NEW MANDATORY NOTICE OF
EMPLOYEE RIGHTS UNDER THE NATIONAL LABOR RELATIONS ACT
All Employers need to be aware that the National Labor Relations Board [NLRB] is about to start requiring virtually all private-sector Employers to post an official NLRB Notice spelling out the rights of employees to organize for the purpose of bargaining collectively with their Employer and to engage in other "protected concerted activity," free from any interference or retaliation by their Employer.
The new NLRB rule does not create any new employee rights. Since 1935, private sector employees have had a federally-protected right to form a union, to support a union, or to act in concert regarding their wages, hours and working conditions. (They also have a right to refrain from doing so, if that is what they prefer.) It is an "unfair labor practice" for an Employer to interfere with those rights, or to threaten, coerce or restrain employees. But requiring Employers to inform workers of those rights will be new for most Employers.
(Government contractors are already required by the U.S. Department of Labor [DOL] to post a similar notice at their workplaces. Government contractors who post the DOL notice will not be required to also post the NLRB notice.)

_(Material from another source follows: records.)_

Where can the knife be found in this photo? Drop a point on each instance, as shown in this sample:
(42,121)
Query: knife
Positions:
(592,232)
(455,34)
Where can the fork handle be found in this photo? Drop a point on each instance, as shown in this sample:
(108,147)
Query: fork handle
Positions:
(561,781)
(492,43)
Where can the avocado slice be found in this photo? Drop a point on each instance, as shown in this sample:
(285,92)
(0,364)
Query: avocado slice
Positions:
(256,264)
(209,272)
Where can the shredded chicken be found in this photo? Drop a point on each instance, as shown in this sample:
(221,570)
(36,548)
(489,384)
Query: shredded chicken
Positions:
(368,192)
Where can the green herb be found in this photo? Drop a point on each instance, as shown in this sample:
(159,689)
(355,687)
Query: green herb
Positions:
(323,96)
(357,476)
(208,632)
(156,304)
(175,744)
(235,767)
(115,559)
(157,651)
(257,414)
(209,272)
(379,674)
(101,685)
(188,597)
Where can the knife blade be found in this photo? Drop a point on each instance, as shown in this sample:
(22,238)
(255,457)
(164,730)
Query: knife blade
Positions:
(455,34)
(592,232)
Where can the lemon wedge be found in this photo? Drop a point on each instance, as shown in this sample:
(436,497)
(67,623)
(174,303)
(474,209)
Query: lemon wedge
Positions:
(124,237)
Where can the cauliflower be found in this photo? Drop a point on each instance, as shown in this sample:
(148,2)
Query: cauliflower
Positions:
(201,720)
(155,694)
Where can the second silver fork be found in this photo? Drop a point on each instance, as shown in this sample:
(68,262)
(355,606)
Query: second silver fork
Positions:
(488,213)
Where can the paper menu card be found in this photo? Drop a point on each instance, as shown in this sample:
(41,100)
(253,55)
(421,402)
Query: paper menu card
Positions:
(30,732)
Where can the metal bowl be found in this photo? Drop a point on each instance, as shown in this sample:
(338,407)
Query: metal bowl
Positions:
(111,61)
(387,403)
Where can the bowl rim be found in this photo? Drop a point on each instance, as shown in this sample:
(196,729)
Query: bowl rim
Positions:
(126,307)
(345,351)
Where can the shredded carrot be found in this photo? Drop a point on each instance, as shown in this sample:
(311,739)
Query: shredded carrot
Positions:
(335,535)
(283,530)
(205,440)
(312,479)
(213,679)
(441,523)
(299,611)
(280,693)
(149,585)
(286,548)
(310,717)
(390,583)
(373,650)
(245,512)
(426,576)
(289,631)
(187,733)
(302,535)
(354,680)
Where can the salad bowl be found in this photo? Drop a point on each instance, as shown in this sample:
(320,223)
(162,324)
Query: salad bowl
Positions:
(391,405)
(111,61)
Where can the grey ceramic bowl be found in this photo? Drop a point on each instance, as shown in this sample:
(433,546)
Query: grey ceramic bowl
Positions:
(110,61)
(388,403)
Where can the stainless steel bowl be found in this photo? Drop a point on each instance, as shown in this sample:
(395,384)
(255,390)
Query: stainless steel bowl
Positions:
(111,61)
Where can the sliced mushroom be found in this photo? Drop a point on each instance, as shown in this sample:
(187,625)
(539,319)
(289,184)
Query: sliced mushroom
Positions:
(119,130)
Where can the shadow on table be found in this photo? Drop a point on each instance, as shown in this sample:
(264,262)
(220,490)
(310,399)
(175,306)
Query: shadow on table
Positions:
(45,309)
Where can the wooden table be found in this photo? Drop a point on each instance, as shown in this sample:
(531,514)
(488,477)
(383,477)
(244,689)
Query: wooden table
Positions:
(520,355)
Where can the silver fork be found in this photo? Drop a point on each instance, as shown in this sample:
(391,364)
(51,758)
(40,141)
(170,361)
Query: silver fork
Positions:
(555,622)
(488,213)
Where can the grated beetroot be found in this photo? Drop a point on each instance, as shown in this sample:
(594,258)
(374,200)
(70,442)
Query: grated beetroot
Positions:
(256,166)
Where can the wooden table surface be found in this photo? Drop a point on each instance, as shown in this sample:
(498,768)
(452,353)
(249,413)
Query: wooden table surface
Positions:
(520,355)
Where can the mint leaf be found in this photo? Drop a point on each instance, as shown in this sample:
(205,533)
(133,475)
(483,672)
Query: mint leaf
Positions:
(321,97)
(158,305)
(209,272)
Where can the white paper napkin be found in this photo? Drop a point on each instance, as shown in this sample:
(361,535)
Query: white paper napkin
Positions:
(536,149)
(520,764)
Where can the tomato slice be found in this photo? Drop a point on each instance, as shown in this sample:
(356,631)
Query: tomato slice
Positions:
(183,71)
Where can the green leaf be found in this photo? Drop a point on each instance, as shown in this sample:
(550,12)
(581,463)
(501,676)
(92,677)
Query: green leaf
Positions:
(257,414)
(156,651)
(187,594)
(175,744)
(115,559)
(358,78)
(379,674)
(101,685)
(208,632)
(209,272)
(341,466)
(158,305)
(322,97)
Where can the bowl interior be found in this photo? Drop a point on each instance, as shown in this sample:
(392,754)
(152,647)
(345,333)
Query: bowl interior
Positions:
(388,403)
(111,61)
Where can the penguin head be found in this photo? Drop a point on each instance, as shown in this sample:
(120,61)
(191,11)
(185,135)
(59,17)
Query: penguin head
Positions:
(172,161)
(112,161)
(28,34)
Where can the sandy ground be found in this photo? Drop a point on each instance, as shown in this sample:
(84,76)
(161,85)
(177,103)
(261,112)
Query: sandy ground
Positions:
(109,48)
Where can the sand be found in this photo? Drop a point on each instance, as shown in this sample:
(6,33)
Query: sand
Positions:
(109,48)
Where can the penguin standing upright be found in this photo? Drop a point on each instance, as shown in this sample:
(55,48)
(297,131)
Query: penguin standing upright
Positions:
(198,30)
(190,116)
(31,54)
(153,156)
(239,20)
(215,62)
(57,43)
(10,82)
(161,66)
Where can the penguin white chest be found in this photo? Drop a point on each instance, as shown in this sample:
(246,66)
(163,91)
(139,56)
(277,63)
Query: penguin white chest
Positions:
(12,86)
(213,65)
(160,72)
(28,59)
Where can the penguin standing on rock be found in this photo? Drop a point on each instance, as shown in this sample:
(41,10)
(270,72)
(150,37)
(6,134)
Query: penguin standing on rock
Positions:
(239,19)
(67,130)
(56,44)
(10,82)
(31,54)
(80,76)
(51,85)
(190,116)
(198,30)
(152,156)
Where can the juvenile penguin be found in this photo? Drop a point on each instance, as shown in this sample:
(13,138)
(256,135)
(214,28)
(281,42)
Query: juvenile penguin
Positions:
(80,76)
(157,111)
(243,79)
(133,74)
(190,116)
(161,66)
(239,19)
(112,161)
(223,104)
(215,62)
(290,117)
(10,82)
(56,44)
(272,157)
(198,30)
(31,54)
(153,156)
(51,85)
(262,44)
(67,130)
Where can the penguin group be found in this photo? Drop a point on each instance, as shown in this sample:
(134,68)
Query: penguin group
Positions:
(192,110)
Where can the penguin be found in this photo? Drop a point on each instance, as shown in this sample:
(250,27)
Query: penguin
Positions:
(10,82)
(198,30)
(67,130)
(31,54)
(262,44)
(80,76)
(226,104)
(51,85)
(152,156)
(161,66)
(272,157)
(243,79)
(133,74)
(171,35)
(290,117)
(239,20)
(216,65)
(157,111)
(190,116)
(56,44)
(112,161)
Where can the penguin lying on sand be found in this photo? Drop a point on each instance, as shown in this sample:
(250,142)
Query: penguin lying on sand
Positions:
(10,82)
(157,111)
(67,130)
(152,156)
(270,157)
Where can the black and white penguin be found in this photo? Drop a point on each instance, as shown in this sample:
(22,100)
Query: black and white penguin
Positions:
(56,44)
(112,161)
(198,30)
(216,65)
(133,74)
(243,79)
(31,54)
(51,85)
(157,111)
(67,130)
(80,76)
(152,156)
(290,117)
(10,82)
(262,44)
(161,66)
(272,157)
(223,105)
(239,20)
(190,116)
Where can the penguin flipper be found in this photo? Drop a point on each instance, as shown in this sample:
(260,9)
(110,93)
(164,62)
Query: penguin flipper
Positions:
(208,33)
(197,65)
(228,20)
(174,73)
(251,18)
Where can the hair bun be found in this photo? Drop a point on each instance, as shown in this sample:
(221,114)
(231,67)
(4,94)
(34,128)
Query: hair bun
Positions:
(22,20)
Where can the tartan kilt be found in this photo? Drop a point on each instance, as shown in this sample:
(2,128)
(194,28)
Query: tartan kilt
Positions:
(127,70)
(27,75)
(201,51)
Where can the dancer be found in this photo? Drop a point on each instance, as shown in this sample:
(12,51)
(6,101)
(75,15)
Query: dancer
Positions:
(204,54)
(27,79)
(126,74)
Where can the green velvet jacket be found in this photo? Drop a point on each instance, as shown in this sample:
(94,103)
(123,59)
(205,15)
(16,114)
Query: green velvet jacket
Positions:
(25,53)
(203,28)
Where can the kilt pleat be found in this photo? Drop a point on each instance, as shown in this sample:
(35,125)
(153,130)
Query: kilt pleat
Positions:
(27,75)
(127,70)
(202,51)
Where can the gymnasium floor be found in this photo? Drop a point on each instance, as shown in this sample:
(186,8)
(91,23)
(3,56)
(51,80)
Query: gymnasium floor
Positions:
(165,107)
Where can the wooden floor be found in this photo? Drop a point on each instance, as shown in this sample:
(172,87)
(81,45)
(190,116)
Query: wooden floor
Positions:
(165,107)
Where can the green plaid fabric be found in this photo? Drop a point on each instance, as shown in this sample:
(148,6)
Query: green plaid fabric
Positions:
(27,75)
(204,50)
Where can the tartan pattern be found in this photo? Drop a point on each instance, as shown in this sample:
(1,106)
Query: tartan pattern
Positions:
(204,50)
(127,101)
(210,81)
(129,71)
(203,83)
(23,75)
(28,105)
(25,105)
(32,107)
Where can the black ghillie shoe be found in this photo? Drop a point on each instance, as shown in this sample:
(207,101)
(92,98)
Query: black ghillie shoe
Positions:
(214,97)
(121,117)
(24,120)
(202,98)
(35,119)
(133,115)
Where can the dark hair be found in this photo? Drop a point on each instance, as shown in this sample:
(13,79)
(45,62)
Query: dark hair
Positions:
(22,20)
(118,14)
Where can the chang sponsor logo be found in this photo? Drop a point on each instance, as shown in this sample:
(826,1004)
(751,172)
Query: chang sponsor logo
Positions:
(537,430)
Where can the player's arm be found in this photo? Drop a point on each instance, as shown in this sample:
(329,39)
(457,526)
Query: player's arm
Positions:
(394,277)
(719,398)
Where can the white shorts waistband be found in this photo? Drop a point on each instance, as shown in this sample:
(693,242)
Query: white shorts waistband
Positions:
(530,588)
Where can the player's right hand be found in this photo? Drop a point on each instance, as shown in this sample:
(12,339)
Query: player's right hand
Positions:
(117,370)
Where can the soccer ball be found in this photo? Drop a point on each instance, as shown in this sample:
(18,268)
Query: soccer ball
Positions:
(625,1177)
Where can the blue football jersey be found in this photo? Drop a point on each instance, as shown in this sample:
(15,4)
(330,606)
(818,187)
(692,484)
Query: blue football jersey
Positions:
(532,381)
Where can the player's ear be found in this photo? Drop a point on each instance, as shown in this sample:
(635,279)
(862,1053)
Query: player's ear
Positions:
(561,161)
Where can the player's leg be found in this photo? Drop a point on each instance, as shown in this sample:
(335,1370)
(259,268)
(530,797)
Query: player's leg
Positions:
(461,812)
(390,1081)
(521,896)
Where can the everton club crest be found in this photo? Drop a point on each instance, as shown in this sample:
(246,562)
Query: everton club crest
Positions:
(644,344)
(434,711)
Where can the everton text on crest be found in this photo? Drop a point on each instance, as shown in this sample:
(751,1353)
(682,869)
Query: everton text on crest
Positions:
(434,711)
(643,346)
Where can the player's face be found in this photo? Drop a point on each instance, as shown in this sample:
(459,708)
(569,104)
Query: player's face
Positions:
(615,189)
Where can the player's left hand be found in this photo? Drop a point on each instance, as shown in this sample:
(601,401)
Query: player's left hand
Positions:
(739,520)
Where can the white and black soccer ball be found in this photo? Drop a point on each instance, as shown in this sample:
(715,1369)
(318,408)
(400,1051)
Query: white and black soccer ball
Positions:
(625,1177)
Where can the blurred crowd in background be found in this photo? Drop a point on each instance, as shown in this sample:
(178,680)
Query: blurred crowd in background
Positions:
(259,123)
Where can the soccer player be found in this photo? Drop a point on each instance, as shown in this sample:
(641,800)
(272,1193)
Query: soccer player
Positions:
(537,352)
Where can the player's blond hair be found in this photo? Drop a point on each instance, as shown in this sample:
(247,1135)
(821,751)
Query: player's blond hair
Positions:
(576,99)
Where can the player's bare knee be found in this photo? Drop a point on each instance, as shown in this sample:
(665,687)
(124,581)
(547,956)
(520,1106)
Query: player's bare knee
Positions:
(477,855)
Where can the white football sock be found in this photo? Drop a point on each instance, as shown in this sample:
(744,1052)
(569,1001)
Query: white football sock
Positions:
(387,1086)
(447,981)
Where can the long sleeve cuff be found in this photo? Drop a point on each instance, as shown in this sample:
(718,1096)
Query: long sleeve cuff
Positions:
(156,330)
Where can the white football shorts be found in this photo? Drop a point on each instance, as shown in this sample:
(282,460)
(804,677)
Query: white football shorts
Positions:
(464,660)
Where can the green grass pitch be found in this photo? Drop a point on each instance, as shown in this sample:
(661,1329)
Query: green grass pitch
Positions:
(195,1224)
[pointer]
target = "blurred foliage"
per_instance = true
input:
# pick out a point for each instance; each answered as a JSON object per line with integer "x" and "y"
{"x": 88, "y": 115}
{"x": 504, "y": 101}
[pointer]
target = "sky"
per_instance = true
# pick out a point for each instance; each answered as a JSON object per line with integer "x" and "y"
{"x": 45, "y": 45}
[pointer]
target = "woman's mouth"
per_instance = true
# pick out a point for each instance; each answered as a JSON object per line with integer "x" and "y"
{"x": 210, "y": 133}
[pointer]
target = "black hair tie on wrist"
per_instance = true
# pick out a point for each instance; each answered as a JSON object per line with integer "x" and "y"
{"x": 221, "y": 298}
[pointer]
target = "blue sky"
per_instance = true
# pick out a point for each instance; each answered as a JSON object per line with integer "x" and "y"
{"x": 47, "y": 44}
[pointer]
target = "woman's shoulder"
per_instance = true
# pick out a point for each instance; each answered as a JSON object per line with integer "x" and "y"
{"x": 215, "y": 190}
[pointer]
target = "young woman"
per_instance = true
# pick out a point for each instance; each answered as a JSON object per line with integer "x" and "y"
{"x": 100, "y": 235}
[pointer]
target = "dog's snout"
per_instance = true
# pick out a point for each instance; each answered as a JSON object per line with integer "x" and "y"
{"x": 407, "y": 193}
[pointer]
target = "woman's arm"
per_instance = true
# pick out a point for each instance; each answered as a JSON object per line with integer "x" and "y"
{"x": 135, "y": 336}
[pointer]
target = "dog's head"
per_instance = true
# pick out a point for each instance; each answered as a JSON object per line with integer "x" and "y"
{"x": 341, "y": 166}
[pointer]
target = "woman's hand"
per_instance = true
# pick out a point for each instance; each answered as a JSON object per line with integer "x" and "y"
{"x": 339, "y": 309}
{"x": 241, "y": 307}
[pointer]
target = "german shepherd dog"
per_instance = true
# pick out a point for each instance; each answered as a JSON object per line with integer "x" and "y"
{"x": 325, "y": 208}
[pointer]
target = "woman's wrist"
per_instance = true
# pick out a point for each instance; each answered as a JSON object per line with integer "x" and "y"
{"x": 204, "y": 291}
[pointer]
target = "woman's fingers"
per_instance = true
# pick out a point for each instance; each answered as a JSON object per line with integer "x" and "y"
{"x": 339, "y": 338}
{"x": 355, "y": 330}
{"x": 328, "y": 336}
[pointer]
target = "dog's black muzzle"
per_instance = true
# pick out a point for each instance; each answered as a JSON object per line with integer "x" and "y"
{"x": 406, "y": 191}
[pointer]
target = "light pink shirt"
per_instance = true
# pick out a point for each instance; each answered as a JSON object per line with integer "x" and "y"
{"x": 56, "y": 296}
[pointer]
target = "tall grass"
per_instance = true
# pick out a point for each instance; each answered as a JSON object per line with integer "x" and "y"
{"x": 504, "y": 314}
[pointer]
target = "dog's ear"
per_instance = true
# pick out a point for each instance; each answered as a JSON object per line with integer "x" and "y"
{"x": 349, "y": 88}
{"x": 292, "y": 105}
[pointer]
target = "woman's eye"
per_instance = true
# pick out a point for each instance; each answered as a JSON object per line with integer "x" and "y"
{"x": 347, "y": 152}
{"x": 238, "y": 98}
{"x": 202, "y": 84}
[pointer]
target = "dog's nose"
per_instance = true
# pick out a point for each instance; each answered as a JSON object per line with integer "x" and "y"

The official Notice [a copy of which is enclosed] can be obtained from your local NLRB office or downloaded from the NLRB website: http://www.nlrb.gov/poster. (Note that the official poster used in the workplace must be 11 x 17 inches. If you are going to download it, set your printer accordingly.) You'll probably be inundated with offers to sell you a set of posters, but there's no need to purchase them from a commercial vendor.
Under the new NLRB rule, Employers are expected to post the notice on and after November 14, 2011. They will need to keep it posted from then on, wherever other employee notices are posted. If anyone removes or defaces it, you are expected to replace it with a clean copy. If the Employer posts employee policies or notices on an internet or intranet site, it will be expected to also post the NLRB Notice there as well.
If at least 20% of an Employer's employees are not proficient in English and speak a particular other language, it will be required to post a Notice in that other language. Translations of the poster into that other language can be obtained from the NLRB. The Spanish poster is available on the NLRB website.
Various Employer groups have filed lawsuits seeking to overturn the new NLRB regulation. But unless and until a court rules against the NLRB or enters a temporary restraining order putting the regulation on hold, the NLRB will enforce its regulation starting on November 14th.
How will the NLRB know whether or not an Employer posts the required Notice?
An Employer's non-compliance will be brought to the NLRB's attention if an employee or a union organizer blows the whistle on the Employer, or in the course of investigating some unrelated unfair labor practice ["ULP"] charge.
What are the consequences for an Employer who fails to post the Notice? The regulation says that failure to post is a ULP. If a failure to post is inadvertent, and the Employer posts the Notice once a Board agent calls the omission to the Employer's attention, no further steps will be taken. But if the Employer willfully refuses to post, presumably the NLRB will find the Employer guilty of a ULP and will enter a formal order compelling the Employer to post the Notice.
Are there other potential consequences? Yes. Normally, there is a six-month statute of limitations for unfair labor practice charges. That means that if an Employer commits a ULP (such as interference or coercion of employees) but no charge is filed within six months, the NLRB normally cannot take action against the Employer. But the new NLRB regulation suggests that if that Employer did not post the "Employee Rights Notice," then the Board may decide to extend the six-month statute of limitations for ULP charges. Also, if the Employer is ever charged with some other ULP, the Board may consider the failure to post the Notice as evidence of unlawful anti-union motive in the ULP proceedings.
If an Employer decides to comply with the new NLRB regulation and post the official "Employee Rights" Notice, supervisors should be coached on what they lawfully can and cannot say to employees, in case the Notice prompts any employee questions. Finally, any non-unionized Employer that would prefer to remain union-free should consider whether to also post or distribute a separate notice telling employees why it is posting the NLRB notice and explaining (in a lawful, non-coercive manner) why the Employer's philosophy is to encourage its employees not to go union.